Dimitris Tsirogiannis has posted comments on this change.

Change subject: [PREVIEW] IMPALA-5538: Use explicit catalog versions for deleted objects
......................................................................


Patch Set 1:

(28 comments)

http://gerrit.cloudera.org:8080/#/c/7731/1/be/src/catalog/catalog-server.cc
File be/src/catalog/catalog-server.cc:

Line 288:         BuildTopicUpdates(catalog_objects.updated_objects, false);
> Is there a requirement/assumption that the deletions must come after the up
No, it doesn't matter.


Line 300: void CatalogServer::BuildTopicUpdates(const vector<TCatalogObject>& catalog_objects,
> IMO, it is more readable if the signature of BuildTopicUpdates takes TGetAl
These two "do something" blocks are almost identical. I refactored the code a bit to make it a bit less flaky.

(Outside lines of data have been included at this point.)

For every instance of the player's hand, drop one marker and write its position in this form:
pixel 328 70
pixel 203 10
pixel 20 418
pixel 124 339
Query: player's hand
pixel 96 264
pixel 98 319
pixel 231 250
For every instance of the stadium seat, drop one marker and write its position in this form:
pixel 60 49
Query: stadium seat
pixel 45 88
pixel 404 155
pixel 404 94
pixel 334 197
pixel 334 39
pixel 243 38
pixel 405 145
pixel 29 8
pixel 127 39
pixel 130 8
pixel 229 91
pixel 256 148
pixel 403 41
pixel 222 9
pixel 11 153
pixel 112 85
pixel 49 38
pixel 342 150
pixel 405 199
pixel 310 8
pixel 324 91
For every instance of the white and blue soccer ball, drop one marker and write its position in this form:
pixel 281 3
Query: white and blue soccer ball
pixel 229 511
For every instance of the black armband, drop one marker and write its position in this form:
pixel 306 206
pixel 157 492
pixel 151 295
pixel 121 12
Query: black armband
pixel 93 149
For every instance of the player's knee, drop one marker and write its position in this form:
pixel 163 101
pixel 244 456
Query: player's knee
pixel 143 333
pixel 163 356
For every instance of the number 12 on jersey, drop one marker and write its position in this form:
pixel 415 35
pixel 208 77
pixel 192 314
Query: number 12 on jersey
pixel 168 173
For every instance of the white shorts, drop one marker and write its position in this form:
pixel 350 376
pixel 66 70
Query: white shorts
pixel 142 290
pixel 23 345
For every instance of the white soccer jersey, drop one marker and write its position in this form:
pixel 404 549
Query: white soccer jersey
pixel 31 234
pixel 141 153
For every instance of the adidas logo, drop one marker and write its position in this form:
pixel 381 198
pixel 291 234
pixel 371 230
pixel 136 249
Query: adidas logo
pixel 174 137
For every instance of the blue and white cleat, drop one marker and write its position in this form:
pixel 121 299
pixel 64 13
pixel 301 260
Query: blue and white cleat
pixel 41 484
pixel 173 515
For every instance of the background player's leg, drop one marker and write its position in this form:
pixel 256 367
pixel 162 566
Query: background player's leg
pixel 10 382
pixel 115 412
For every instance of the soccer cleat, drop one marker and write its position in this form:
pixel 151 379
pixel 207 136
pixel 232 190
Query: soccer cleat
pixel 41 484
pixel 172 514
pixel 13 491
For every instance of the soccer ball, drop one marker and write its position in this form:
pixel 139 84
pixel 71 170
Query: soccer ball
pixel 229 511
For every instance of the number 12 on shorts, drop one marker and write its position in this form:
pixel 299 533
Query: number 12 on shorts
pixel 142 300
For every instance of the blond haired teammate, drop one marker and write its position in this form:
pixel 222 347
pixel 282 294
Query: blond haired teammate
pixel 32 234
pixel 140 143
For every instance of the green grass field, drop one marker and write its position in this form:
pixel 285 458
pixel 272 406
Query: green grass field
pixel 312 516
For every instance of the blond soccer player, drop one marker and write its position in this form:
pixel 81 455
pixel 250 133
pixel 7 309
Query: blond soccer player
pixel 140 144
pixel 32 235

Line 333:             << catalog_object.catalog_version;
> indent
Done


http://gerrit.cloudera.org:8080/#/c/7731/1/be/src/catalog/catalog-server.h
File be/src/catalog/catalog-server.h:

Line 154:   /// determine items that have been deleted, it saves the set of topic entry keys sent
> Update comment
Done


Line 164:       bool topic_deletions);
> What does this param do?
Updated the comment.


http://gerrit.cloudera.org:8080/#/c/7731/1/be/src/scheduling/scheduler-test-util.cc
File be/src/scheduling/scheduler-test-util.cc:

Line 481:   item.key = host.ip;
> Use __set fn like above to be consistent
Done


http://gerrit.cloudera.org:8080/#/c/7731/1/be/src/scheduling/scheduler.cc
File be/src/scheduling/scheduler.cc:

Line 141:   if (delta.is_delta && delta.topic_entries.empty()) {
> single line
Done


http://gerrit.cloudera.org:8080/#/c/7731/1/be/src/service/impala-server.cc
File be/src/service/impala-server.cc:

Line 1323:       TCatalogObject catalog_object;
> Please move this right before DeserializeThriftMsg() so we can see where it
Done


Line 1343:                      << item.key << " is "
> indentation
Done


Line 1367:         LOG(INFO) << "Deleted item: " << item.key << " version: " << catalog_object.catalog_version;
> That's a lot of logging, sure we need this at INFO level?
Sorry, that was for debugging.


Line 1398:             if (existing_object.catalog_version <= catalog_object.catalog_version) {
> Shouldn't this be < and not <=?
Done


PS1, Line 1406: batch_size_bytes
> Looks like we didn't account this earlier for deletions. This logic makes m
Done


Line 1527:       if (item.deleted) {
> Is it possible that within a single list of topic_entries there is both an 
No, it's not possible to have both an addition and a deletion in the same list of topic_entries.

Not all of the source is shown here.